Indochinas Träume

Indochinas Träume

Der Vietnamkrieg liegt länger zurück, als die meisten Vietnamesen überhaupt denken können: Der größte Teil der Bevölkerung ist unter 30 Jahren alt, hat weder die brutale Bombardierung durch die USA erlebt noch den Abzug der geschlagenen Supermacht. 'Was interessieren uns die Geschichten von gestern?' Viele junge Leute zwischen Hanoi und Ho Chi Minh City, dem alten Saigon, winken einfach ab und schwingen sich auf ihre Motorroller. Millionen davon verstopfen die Straßen des Landes.
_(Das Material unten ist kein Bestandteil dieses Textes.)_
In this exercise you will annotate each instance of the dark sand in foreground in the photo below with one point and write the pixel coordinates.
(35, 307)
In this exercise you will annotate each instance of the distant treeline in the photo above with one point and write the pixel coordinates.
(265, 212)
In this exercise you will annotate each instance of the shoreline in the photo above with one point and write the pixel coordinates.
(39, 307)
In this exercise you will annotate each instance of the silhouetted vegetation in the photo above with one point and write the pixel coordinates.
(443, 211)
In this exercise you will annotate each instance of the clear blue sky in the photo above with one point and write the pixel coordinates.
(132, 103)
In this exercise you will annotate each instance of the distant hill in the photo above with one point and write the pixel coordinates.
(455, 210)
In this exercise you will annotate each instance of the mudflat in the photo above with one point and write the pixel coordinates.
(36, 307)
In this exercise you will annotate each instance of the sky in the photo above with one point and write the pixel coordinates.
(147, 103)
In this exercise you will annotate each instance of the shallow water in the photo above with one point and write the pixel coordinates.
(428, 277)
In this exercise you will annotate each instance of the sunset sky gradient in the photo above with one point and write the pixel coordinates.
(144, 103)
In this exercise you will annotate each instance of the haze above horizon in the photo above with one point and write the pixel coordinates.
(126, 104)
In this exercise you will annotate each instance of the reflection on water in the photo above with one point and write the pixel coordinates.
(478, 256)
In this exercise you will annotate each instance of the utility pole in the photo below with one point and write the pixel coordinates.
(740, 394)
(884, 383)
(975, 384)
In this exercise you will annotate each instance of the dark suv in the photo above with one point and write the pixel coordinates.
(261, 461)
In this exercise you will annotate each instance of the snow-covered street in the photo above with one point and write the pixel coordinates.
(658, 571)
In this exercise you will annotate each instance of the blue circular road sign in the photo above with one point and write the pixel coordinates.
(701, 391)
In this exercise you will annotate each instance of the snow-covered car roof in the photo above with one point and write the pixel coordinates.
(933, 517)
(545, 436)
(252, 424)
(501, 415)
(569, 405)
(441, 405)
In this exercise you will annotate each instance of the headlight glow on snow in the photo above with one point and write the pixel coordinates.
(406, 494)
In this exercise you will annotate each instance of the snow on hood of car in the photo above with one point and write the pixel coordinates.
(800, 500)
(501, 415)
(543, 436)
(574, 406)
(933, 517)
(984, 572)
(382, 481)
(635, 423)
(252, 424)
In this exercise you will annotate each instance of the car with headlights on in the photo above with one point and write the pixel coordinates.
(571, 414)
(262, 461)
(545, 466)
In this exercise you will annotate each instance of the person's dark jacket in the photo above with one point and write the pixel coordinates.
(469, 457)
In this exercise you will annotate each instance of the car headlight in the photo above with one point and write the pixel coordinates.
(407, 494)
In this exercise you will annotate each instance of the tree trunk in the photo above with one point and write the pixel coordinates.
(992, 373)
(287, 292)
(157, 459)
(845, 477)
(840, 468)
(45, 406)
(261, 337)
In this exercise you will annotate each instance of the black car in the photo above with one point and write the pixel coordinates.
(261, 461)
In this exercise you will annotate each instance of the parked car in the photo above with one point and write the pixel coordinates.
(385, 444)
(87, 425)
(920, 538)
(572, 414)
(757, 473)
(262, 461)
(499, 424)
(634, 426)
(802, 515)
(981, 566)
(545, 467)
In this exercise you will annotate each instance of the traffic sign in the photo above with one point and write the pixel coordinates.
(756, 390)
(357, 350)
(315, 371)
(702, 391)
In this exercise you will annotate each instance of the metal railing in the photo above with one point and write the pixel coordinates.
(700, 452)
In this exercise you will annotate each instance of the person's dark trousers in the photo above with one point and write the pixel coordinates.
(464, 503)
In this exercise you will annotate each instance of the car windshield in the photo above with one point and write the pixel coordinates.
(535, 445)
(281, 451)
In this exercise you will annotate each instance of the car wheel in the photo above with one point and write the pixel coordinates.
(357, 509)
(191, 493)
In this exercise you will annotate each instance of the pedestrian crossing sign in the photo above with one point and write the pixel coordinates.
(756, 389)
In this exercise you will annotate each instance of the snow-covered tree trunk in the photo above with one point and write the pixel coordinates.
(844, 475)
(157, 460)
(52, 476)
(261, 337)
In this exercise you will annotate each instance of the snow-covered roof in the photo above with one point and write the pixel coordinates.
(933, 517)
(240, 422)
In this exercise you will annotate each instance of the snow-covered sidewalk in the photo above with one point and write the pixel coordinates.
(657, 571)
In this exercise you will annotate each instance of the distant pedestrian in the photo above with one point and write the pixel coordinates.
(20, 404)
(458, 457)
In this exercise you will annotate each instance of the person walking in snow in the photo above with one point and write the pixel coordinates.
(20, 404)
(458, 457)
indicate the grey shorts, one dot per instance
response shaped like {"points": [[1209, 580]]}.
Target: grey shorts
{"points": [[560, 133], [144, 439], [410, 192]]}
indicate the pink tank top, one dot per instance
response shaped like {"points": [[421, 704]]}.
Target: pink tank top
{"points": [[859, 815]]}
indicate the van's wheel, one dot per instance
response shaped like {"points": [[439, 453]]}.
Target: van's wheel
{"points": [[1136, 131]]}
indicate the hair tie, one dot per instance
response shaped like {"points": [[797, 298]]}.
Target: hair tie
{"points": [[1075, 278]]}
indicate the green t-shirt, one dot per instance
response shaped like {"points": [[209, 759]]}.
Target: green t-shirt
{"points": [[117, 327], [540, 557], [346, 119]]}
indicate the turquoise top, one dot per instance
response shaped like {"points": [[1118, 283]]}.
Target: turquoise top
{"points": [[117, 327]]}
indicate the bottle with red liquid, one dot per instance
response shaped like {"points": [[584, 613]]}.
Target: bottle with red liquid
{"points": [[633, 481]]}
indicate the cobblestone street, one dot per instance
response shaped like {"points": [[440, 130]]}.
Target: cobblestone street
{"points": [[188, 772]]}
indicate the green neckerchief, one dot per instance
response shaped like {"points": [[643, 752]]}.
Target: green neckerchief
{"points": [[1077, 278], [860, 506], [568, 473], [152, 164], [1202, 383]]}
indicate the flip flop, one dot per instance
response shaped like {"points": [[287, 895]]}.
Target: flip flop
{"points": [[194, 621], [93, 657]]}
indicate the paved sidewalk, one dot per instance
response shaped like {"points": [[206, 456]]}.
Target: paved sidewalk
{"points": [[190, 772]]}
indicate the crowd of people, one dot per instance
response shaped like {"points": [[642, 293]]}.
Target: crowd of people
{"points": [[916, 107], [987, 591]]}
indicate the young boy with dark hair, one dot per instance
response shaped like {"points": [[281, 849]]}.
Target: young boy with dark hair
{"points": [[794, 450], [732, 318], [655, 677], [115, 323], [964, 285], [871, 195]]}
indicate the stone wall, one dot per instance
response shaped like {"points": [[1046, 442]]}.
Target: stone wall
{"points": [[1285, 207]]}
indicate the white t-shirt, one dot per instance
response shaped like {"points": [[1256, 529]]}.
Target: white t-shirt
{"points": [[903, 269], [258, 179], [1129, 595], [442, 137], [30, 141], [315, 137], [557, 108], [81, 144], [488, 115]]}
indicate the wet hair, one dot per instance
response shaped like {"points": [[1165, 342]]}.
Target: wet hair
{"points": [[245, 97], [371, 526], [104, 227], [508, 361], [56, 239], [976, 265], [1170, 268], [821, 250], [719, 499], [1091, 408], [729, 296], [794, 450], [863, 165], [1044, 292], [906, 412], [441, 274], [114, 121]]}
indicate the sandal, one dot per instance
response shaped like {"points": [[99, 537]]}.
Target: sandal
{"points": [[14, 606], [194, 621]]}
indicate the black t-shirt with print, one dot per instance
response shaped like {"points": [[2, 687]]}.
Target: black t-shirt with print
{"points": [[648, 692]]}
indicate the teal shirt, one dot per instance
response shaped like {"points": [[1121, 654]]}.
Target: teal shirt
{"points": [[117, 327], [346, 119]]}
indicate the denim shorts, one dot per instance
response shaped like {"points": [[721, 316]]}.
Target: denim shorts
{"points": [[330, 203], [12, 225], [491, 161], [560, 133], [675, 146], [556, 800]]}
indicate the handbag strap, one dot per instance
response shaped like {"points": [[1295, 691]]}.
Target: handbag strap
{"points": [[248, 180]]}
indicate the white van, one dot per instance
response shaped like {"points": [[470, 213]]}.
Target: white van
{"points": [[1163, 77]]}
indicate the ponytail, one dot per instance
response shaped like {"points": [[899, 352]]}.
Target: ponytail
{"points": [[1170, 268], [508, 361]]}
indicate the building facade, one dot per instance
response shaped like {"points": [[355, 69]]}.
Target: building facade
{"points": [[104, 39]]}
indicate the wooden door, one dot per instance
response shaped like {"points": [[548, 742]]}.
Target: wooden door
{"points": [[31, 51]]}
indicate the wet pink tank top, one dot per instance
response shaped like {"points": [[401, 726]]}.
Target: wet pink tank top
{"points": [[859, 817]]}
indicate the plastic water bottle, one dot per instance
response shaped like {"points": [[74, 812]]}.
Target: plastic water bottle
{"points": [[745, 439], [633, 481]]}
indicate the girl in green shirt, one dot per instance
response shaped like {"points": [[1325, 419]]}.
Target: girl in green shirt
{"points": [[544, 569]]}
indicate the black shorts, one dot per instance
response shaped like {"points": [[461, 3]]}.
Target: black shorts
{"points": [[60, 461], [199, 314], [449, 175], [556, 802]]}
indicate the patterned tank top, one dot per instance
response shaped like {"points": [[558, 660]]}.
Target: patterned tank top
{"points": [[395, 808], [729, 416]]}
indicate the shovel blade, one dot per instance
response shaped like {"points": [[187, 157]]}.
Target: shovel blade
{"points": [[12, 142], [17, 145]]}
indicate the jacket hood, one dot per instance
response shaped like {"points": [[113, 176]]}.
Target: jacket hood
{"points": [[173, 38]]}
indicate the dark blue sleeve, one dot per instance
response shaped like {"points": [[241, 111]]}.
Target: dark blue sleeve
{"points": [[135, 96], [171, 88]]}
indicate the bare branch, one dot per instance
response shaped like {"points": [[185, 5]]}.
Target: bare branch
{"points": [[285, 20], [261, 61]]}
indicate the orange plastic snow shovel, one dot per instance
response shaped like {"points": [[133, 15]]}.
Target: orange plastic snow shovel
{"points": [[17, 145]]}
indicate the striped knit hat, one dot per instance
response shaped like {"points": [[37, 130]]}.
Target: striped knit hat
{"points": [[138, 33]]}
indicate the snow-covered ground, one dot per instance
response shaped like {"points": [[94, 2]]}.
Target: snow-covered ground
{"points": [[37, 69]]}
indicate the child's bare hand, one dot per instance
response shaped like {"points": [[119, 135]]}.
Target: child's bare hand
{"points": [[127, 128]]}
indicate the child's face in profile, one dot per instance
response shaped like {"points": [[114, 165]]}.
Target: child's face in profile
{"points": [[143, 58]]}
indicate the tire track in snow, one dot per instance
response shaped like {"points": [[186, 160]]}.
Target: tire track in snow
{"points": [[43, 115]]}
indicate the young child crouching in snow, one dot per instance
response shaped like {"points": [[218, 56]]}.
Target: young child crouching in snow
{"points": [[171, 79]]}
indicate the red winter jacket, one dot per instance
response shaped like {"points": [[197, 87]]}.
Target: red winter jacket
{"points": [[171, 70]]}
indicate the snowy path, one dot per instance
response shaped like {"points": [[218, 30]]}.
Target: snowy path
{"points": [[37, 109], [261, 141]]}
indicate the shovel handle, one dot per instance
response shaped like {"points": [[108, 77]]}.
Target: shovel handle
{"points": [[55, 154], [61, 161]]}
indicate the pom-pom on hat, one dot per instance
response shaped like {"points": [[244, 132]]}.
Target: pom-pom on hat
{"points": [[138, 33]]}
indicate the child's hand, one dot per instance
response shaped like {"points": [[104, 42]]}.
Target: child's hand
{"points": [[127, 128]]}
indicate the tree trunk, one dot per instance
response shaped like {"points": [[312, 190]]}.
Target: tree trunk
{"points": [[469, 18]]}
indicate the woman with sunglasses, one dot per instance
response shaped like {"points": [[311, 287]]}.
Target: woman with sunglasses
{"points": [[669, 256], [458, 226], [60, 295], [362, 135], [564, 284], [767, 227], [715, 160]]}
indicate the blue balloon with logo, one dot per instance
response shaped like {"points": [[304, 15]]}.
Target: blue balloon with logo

Die Zukunft riecht hier nach Zweitakter-gemisch, lässt kaum Sauerstoff zum Atmen. Und das Land hat noch viel vor. In der pulsierenden Wirtschaftsmetropole Ho Chi Minh City wachsen neue Wolkenkratzer als Wahrzeichen in den Himmel, und auch in der Hauptstadt Hanoi gehören Bentleys und Maybachs ebenso zum Straßenbild wie die Fahnen mit Hammer und Sichel oder dem gelben vietnamesischen Stern auf rotem Grund. Vietnam bleibt offiziell kommunistisch, aber seit gut 20 Jahren hat die Einheitspartei ihren Frieden mit dem Kapitalismus gemacht. Industrielle Kopien aus Vietnam gelten im Vergleich zu chinesischen Produkten als qualitativ wertvoller, die Löhne sind im Schnitt niedriger als beim ungeliebten Nachbarn China. Das sind die Maßstäbe, mit denen das Land verdienen will. Den großen Drachen China beim Geschäft auszubooten erfreut außerdem die Volksseele. Ein Drache ist Vietnam schließlich auch: Laut Legende stammen alle vietnamesischen Männer von einem solchen ab, alle Frauen von einer Fee. ZDF-Korrespondent Peter Kunz und sein Team haben Vietnam in den letzten Jahren oft bereist, diesmal durchquerten sie es von Norden nach Süden. Dabei hat Peter Kunz festgestellt, dass der Siegergeist aus der Kriegszeit doch auch bei der jüngeren Generation psychologisch Spuren hinterlassen hat. Die Vietnamesen haben in ihrer Geschichte die Chinesen, Franzosen und Amerikaner aus dem Land geworfen, und es mangelt der Nation seitdem nicht an Selbstbewusstsein.